ATP-triggered trilateral communication pathways among microglia, astrocytes and neurons in organotypic hippocampal slice cultures.

(a), (b) The endogenous neuroprotection is mediated by glial cells, P2Y₁ receptors and IL-6. MeHg^low (0.1 μM, 48 h) did not cause an increase in PI incorporation in WT slices. The PI incorporation was increased by minocycline (mino, 10 μM, 24 h pretreatment) or fluorocitrate (FC, 1 μM, 24 h pretreatment), MRS2179 (MRS, 10 μM, 24 h pretreatment) and an IL-6 blocking antibody (IL6Ab, 200 pg/ml, simultaneous treatment) (n = 8–11, **p < 0.01 vs. control). (c) MeHg^low (0.1 μM, 24 h) increased IL-6 production from WT slices (n = 4, **p < 0.01 vs. control). (d) MeHg^low (0.1 μM, 3 h) increased ATP release from WT slices (n = 5, **p < 0.01 vs. control). (e), (f) MeHg^low (0.1 μM, 48 h) increased PI incorporation in VNUTKO slices, which was prevented by ATP (100 μM, 30 min pretreatment) or recombinant IL-6 protein (100 pg/ml, simultaneous treatment) (n = 17–22, **p < 0.01 vs. control, ^##p < 0.01 vs.
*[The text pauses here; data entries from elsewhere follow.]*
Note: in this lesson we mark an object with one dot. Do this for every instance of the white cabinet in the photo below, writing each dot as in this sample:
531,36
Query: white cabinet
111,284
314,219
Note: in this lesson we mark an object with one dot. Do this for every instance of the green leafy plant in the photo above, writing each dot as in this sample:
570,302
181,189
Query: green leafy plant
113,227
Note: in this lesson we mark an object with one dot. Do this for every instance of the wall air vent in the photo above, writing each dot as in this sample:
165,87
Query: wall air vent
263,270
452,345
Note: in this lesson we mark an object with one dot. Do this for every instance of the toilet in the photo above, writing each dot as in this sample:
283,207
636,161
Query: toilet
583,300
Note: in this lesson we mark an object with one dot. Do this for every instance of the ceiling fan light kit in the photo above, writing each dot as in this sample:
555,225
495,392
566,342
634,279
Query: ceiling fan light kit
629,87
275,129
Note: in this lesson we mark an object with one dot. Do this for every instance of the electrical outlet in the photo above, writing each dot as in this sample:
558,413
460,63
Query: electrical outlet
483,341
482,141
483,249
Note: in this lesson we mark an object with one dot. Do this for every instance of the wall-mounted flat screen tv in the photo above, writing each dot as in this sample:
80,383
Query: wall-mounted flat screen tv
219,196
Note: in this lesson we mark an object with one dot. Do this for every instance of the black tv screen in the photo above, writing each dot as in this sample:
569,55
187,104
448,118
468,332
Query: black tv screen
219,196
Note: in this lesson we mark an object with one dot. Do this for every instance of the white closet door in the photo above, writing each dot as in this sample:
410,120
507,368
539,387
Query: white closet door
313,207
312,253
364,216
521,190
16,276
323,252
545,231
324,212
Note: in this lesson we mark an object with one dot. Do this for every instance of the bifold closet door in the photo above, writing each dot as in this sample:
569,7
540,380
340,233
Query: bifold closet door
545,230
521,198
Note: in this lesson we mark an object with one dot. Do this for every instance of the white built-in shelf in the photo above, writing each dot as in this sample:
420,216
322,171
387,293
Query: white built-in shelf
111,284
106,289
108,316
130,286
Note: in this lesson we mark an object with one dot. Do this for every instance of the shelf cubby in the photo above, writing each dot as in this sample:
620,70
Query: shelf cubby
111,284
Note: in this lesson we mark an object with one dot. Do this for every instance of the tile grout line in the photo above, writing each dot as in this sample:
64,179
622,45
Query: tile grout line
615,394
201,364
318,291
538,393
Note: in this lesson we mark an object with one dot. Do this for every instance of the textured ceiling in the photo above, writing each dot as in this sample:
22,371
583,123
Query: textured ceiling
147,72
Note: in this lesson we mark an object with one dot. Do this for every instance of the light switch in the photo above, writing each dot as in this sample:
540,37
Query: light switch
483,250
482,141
MeHg^low). (g) VNUTKO slices did not release ATP in response to MeHg^low (0.1 μM, 3 h) (n = 6, p = 0.41). (h) MeHg^low (0.1 μM, 24 h) did not induce any increase in IL-6 production from VNUTKO slices (n = 4, p = 0.87). (i), (j) Similar to the findings in VNUTKO slices, MeHg^low (0.1 μM, 48 h) increased PI incorporation in P2Y₁KO slices; however, unlike the results in VNUTKO slices, exogenously applied ATP (100 μM, 30 min pretreatment) had no effect on MeHg^low-increased PI incorporation. Recombinant IL-6 protein (100 pg/ml, simultaneous treatment) significantly reduced the PI signals (n = 8–11, **p < 0.01 vs. control, ^##p < 0.01 vs. MeHg^low). (k) MeHg^low (0.1 μM, 24 h) did not induced IL-6 production from P2Y₁KO slices (n = 4, p = 0.19). Values are the mean ± SEM for (b–d), (f–h), (j) and (k). Student's t-test and one-way ANOVA followed by Fisher's LSD test were used for comparisons of two and multiple groups, respectively.